Uno degli youtuber coinvolti nell’incidente di Casal Palocco, dove morì il piccolo Manuel, e furono ferite la sorellina di tre anni e la mamma, torna a parlare.
Affida a Instagram i suoi pensieri. Sullo sfondo, c’è lui, in felpa e cappellino, su un lungomare, con la solita faccia stile emoticon, con le mani sulla testa, tra lo stupore e la sorpresa simpatica (per cosa, poi?).
La storia su Instagram di Vito Loiacono
Vito Loiacono scrive così: «Ho scoperto come la gente segue la massa per la paura di essere giudicata». Quindi la massa sarebbe un’opinione pubblica sconvolta? Cioè i milioni di persone che hanno pianto con i genitori del bambino e condannato gli autori dell’incidente? Pare di capire che, per lui, all’interno di queste persone ce ne sarebbero invece alcune (molte?) che la penserebbero diversamente ma che non lo dicono per paura di essere giudicate. Di sicuro lui la paura di essere giudicato non la prova.
Vito Loiacono prosegue: «Ho scoperto come nessuno vuole sapere come stai veramente ma cerca solo di vedere il marcio con lo scopo di vendere l’articolo perfetto»: la logica commerciale forse appartiene più a lui e al suo team di youtuber, che alla gente attonita. O a chi racconta la vicenda documentandola. «Ho scoperto come la gente è interessata a vedere solo l’1% di ciò che si crede senza voler approfondire il resto 99%». Quante scoperte. Certo, caro Vito, i social non sono il luogo dell’approfondimento, si sa.
«La vita è spietata» (almeno tu ce l’hai ancora)
«Ho scoperto che la vita è spietata e che nessuno ti aiuta a rialzarti, ho scoperto che la gente gode nel vedere qualcun altro fallire, ho capito che non voglio mollare». In questa vicenda terribile, non ci sono fallimenti. Ci sono vite spezzate, anche la tua. E forse l’unico modo per rimetterla insieme, sarebbe partire dal silenzio.
Poi la chicca, tra parentesi: «(Immagino già che si cercherà della malizia in ogni mio gesto)». Non c’è malizia, ogni tuo gesto parla da solo. «Non c’è miglior sordo di chi non vuol sentire». Ma perché, cosa ci stai dicendo?

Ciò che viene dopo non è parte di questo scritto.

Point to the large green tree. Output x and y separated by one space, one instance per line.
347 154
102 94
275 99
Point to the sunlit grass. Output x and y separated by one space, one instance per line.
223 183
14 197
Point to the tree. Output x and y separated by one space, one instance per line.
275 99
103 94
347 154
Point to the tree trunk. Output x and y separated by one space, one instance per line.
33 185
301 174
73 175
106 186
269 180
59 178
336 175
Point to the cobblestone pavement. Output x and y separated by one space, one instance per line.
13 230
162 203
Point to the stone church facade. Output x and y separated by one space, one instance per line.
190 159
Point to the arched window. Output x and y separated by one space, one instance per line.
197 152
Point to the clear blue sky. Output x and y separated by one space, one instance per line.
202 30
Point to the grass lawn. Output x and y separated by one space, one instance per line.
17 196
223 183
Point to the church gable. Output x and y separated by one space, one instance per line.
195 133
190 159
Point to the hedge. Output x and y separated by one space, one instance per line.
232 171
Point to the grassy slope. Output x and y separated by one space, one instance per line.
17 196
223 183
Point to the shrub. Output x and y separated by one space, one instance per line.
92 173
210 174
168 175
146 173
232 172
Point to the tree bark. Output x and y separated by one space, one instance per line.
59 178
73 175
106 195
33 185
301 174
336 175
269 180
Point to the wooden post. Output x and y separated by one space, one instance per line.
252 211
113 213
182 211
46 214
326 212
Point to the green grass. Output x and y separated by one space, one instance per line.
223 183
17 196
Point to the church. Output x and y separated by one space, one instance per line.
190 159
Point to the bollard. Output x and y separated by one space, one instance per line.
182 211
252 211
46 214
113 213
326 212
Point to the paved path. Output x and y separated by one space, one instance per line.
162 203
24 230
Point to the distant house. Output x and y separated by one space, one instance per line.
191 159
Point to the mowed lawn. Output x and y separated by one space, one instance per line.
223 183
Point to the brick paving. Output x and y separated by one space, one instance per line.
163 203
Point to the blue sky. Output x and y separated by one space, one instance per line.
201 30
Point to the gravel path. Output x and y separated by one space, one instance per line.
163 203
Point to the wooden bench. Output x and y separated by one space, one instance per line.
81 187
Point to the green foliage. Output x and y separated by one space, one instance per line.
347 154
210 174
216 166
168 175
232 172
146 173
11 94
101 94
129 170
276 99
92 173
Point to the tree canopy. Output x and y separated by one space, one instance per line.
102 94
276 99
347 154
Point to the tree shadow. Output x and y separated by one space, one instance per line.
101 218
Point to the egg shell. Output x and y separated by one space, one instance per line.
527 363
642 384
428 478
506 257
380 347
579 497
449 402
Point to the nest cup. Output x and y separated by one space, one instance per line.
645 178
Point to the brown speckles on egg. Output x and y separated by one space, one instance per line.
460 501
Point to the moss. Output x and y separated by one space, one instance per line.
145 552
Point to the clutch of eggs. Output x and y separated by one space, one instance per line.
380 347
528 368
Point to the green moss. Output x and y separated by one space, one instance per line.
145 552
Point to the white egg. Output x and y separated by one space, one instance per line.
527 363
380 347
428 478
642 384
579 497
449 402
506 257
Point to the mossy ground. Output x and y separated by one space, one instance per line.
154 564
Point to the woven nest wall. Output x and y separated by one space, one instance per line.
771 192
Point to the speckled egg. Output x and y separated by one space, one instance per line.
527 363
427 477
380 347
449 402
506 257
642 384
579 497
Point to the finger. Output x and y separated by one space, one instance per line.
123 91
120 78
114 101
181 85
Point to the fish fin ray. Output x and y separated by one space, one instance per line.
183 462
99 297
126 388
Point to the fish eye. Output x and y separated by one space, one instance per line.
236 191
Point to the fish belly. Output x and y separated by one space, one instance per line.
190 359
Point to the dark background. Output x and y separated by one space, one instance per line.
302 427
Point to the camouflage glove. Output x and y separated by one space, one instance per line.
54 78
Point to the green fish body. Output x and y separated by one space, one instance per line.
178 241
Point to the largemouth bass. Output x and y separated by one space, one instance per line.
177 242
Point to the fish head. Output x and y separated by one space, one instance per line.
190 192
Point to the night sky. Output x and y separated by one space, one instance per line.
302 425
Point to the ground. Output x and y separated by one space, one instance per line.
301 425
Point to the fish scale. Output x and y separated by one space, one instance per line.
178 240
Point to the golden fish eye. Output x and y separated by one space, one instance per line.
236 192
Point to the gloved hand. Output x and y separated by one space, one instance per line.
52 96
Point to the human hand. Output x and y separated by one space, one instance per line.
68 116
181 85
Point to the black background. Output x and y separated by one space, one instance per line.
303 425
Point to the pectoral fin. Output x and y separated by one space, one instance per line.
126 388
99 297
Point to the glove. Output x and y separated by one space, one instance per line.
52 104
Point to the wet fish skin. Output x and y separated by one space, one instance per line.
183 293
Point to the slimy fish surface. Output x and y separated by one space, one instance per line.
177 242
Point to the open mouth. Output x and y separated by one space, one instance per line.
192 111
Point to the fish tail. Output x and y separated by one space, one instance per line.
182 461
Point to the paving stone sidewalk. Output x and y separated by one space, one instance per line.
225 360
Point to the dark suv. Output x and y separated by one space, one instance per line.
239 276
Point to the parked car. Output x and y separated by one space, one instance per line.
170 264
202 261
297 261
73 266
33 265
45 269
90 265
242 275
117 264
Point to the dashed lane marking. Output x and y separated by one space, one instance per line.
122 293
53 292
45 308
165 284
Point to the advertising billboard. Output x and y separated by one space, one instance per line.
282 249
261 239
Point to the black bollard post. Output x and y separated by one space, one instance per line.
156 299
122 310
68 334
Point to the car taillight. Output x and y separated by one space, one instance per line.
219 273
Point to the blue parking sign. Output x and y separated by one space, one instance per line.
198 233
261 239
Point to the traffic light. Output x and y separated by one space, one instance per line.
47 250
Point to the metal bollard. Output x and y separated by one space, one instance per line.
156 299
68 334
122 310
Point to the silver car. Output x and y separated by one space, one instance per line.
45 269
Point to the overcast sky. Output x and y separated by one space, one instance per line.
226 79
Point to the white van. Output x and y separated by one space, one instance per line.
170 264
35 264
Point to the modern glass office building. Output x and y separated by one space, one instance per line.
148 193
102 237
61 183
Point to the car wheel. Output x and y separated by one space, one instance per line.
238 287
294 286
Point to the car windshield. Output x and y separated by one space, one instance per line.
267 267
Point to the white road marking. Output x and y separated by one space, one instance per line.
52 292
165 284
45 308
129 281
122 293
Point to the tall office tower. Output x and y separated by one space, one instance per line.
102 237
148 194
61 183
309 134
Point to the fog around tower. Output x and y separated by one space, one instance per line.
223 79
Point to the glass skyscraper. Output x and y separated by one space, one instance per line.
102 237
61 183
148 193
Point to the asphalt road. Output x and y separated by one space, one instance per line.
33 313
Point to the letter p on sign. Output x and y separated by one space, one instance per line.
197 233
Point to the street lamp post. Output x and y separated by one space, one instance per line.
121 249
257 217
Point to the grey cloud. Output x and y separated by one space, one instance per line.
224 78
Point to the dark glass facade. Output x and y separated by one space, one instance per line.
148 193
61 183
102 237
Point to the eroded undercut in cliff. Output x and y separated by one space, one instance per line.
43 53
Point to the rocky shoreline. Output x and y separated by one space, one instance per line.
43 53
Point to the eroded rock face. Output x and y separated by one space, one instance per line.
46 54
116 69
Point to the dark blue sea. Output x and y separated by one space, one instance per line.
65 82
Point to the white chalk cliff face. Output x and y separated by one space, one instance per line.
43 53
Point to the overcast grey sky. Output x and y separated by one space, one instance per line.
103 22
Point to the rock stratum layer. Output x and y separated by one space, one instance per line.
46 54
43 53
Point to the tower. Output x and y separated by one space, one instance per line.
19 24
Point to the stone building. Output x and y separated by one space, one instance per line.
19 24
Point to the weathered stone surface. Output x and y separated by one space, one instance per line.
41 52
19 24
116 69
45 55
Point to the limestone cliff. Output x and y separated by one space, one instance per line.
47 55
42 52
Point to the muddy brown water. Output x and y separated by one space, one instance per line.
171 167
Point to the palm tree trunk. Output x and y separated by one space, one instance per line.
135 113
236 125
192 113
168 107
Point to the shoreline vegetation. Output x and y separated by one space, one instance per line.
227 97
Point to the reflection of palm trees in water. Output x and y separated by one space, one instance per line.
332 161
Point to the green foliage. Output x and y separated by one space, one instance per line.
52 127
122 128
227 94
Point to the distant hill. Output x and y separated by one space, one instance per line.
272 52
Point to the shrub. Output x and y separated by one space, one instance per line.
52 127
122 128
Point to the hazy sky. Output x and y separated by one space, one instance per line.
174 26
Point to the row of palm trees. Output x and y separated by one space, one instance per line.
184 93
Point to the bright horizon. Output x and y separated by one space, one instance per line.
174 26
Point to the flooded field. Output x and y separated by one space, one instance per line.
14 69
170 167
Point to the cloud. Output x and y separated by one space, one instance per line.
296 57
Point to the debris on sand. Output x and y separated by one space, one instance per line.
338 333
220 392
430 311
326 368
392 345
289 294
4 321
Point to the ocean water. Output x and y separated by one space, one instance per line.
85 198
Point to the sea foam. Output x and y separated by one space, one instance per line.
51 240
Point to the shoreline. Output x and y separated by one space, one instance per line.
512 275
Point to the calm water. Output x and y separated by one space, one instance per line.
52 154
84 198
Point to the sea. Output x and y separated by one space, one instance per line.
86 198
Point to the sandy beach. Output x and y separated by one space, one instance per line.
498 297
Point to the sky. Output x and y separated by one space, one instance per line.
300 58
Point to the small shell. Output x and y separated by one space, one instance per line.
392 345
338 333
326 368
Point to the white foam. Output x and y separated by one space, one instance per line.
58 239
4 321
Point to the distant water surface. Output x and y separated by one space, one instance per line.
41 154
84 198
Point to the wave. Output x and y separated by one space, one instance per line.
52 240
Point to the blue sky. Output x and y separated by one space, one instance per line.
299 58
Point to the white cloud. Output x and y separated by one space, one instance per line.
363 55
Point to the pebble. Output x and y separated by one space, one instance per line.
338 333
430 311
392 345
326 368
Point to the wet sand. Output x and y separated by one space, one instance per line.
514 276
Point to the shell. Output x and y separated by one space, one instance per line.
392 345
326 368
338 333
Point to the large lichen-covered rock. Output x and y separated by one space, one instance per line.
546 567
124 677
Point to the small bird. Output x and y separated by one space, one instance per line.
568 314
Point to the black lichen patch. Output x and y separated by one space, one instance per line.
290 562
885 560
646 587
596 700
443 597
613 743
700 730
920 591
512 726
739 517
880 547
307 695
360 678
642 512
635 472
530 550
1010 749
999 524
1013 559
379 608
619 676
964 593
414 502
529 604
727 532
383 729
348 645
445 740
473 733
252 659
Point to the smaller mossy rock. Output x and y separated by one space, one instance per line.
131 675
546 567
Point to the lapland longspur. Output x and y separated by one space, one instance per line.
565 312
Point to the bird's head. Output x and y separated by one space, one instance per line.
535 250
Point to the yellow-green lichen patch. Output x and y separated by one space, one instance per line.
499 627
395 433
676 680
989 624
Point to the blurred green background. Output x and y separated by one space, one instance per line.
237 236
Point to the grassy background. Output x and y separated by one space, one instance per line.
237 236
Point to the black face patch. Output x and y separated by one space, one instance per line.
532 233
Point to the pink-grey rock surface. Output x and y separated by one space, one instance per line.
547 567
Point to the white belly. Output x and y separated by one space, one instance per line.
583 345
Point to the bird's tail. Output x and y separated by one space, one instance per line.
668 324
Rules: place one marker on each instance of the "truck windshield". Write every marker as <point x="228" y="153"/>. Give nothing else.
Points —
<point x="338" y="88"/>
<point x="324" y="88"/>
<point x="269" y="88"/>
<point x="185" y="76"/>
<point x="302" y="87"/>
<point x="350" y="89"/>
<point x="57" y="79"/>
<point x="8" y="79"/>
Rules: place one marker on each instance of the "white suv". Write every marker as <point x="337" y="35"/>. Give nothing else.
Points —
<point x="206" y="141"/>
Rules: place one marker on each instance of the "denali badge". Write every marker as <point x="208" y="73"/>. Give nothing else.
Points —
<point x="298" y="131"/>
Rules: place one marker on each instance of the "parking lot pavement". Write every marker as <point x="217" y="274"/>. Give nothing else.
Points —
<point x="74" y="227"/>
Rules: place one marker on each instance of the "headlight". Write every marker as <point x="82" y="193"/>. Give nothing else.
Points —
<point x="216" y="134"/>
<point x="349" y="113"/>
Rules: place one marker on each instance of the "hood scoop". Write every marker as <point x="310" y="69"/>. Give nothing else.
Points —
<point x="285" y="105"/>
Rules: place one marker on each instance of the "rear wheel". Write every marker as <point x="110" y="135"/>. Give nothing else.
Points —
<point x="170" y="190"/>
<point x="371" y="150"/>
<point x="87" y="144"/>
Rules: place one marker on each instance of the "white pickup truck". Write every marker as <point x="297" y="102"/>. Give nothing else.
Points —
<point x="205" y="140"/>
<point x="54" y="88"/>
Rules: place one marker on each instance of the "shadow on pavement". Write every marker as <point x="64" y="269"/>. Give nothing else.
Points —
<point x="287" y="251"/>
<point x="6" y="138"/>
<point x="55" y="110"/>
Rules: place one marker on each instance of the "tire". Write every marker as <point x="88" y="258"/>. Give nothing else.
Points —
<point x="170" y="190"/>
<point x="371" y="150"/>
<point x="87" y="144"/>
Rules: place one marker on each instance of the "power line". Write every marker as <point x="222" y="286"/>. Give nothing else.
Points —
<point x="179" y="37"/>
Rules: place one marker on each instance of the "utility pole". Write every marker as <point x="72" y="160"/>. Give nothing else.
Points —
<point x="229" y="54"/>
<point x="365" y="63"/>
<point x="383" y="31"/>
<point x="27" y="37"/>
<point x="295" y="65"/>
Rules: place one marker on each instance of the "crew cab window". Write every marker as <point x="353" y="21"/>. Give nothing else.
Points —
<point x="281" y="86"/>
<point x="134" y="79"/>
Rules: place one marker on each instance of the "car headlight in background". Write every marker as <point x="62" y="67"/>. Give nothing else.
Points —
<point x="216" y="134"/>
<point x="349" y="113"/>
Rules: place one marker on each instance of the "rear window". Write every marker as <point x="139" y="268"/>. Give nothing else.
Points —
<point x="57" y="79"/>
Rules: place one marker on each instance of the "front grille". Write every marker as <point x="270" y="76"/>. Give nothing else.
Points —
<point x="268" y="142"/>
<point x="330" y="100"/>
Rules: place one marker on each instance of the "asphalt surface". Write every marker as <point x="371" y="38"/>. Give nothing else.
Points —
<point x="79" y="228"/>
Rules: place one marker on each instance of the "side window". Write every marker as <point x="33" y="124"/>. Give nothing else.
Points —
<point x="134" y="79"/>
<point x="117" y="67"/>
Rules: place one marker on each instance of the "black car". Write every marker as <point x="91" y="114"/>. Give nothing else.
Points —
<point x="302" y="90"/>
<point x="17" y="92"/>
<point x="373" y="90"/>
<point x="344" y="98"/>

Quante frasi fatte, tra il complottismo e il vittimismo e l’uno contro tutti.
Il post un mese dopo l’incidente
Già “Er motosega” si era espresso sui social dopo l’incidente. In un post, un mese dopo, appare con un’amica in una stanza d’hotel, mentre ingaggia la community sul privilegio delle 5 stelle. Ma la community risponde con gli insulti.
E mentre il canale The Borderline era già chiuso, lui imperterrito tiene aperto il suo profilo e posta ancora. Stavolta è un video in cui fa le prime mosse di pugilato e ingaggia i fan sullo sport preferito.
Nel frattempo, visti gli insulti, forse consigliato dall’avvocato, ci tiene a precisare che lui al volante non c’era e che si sente “vicinissimo” alla famiglia della vittima. Come se l’avverbio “vicino”, declinato al superlativo, possa avere un peso in più in una vicenda dove domina la leggerezza e la superficialità di non aver capito – oltre alla sofferenza procurata – che a questo punto l’unica scelta giusta sarebbe il silenzio.